Dalam pembacaan saya, mereka tidak hanya menuntut pembayaran, tetapi mengajukan gugatan moral terhadap sistem yang gagal mengenali dan mengadministrasikan keberadaan mereka secara layak. Dalam kesempatan yang sama, pihak DPRK menyatakan bahwa anggaran telah tersedia sejak awal tahun. Namun, Dinas Pendidikan menyebut lonjakan jumlah guru PPPK sebagai penyebab kekurangan anggaran.
Bagi saya, ini bukan sekadar kekeliruan administratif, melainkan persoalan epistemik yang lebih dalam: sistem penganggaran kita tidak mampu membaca kenyataan, bahkan untuk kebutuhan dasar tenaga pengajar.
Kontradiksi antara performa dan performativitas dalam kasus ini menjadi pengingat penting: belanja operasional harus dilacak secara berlapis dan multidimensional. Dalam pembacaan ini, struktur belanja operasional bukan sekadar angka, tetapi manifestasi dari logika pengambilan keputusan, struktur sosial, dan konteks geografis yang spesifik.

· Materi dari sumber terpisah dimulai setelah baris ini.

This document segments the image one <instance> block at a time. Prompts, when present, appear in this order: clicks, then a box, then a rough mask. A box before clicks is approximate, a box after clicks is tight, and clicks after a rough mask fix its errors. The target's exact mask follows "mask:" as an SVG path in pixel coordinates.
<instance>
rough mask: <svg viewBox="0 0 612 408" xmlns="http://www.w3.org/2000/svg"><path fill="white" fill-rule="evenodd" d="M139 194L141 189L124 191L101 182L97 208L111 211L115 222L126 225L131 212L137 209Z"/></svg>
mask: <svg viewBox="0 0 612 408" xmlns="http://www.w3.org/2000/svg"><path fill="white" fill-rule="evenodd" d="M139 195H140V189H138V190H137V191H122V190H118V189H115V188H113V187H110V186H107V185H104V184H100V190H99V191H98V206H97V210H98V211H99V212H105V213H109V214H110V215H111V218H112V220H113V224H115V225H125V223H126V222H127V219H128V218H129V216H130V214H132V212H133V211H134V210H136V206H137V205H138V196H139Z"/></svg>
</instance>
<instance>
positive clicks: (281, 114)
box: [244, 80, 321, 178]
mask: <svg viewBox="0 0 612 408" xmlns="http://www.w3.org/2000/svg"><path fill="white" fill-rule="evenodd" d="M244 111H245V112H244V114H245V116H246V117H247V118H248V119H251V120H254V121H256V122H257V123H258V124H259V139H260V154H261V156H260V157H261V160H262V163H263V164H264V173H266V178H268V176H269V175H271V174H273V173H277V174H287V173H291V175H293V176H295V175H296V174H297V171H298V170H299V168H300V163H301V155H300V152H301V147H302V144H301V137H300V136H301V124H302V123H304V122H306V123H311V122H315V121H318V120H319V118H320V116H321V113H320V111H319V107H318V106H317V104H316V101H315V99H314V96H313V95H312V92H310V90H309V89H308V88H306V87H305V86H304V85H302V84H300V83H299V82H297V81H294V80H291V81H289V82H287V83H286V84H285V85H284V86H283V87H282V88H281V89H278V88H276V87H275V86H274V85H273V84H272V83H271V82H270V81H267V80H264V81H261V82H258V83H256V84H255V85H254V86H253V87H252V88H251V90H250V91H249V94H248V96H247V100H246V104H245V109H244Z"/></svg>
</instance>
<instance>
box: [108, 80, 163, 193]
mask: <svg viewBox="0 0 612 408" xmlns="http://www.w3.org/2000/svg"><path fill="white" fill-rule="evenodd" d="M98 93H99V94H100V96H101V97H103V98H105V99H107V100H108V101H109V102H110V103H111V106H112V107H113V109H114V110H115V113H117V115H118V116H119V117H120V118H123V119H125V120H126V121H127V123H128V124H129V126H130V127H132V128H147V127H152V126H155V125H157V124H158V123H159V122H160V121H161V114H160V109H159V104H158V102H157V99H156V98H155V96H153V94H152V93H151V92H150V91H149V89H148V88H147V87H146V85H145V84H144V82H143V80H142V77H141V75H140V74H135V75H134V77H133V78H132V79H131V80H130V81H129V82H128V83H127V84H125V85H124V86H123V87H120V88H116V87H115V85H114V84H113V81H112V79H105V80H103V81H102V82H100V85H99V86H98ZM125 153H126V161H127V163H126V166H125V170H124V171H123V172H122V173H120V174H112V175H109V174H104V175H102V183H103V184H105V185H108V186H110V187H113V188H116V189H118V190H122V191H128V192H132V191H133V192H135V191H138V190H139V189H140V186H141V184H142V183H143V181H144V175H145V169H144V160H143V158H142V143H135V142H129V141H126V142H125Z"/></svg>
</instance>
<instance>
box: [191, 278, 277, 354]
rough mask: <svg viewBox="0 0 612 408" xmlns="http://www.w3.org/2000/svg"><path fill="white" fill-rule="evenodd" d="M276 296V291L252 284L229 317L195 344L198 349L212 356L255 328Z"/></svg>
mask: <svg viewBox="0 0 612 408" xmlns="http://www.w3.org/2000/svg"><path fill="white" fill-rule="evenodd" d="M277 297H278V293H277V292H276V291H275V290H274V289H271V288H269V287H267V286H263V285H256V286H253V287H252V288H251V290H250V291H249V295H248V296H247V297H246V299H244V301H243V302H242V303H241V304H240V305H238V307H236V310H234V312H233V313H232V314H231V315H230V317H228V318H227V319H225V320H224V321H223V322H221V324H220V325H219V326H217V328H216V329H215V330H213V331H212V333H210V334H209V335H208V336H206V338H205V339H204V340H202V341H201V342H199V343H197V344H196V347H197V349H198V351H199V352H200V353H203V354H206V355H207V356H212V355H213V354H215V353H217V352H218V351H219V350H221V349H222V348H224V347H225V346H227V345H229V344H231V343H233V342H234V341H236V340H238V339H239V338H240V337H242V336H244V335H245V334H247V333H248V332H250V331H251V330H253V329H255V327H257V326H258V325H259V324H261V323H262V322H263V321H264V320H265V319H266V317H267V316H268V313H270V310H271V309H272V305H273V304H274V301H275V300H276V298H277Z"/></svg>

Dengan kata lain, anggaran tidak dapat dilepaskan dari politik makna.
Dalam pendekatan policy as discourse (Stone, 2002; Bacchi, 2009), anggaran bukan hanya instrumen teknis, melainkan pernyataan politis negara tentang siapa yang dianggap penting dan apa yang dihargai dalam pembangunan (the problem represented to be).
Ketika pembacaan pada belanja operasional direduksi hanya menjadi simbol inefisiensi tanpa melihat konteks, maka yang terjadi adalah technocratism blindspot, yakni jebakan teknokratisme yang mengabsolutkan angka tanpa mempertimbangkan kondisi geografis, kapasitas kelembagaan, dan dinamika sosial-politik lokal (Luft & Ingham, 1995). Dalam jebakan ini, efisiensi menjadi mantra tunggal, sementara pertanyaan mendasar tentang siapa yang dilayani, bagaimana pelayanan dilakukan, dan dalam ruang hidup seperti apa kebijakan dijalankan justru dikesampingkan.
Maka, bukan hanya anggaran yang kehilangan makna sosialnya, tetapi juga praktik pembangunan itu sendiri menjadi semakin jauh dari prinsip keadilan spasial dan keberpihakan struktural.
Sebagai penutup, saya ingin menyampaikan bahwa tingginya anggaran operasional di Raja Ampat merupakan refleksi dari logika pengambilan keputusan yang seharusnya dibaca secara berlapis. Solusinya bukan pemangkasan mekanis, melainkan rekonstruksi dari sisi epistemik—yakni cara berpikir yang sensitif dan peka terhadap dimensi performativitas dan eksternalitas.
Dengan begitu, kita juga memerlukan sistem pencatatan yang mampu membedakan antara performa dan performativitas, serta alat evaluasi yang mengukur eksternalitas sosial dari setiap rupiah yang dibelanjakan. Nantinya, anggaran operasional tak lagi dipandang secara parsial, melainkan dapat merefleksikan pelayanan publik yang adil, kontekstual, dan bermakna.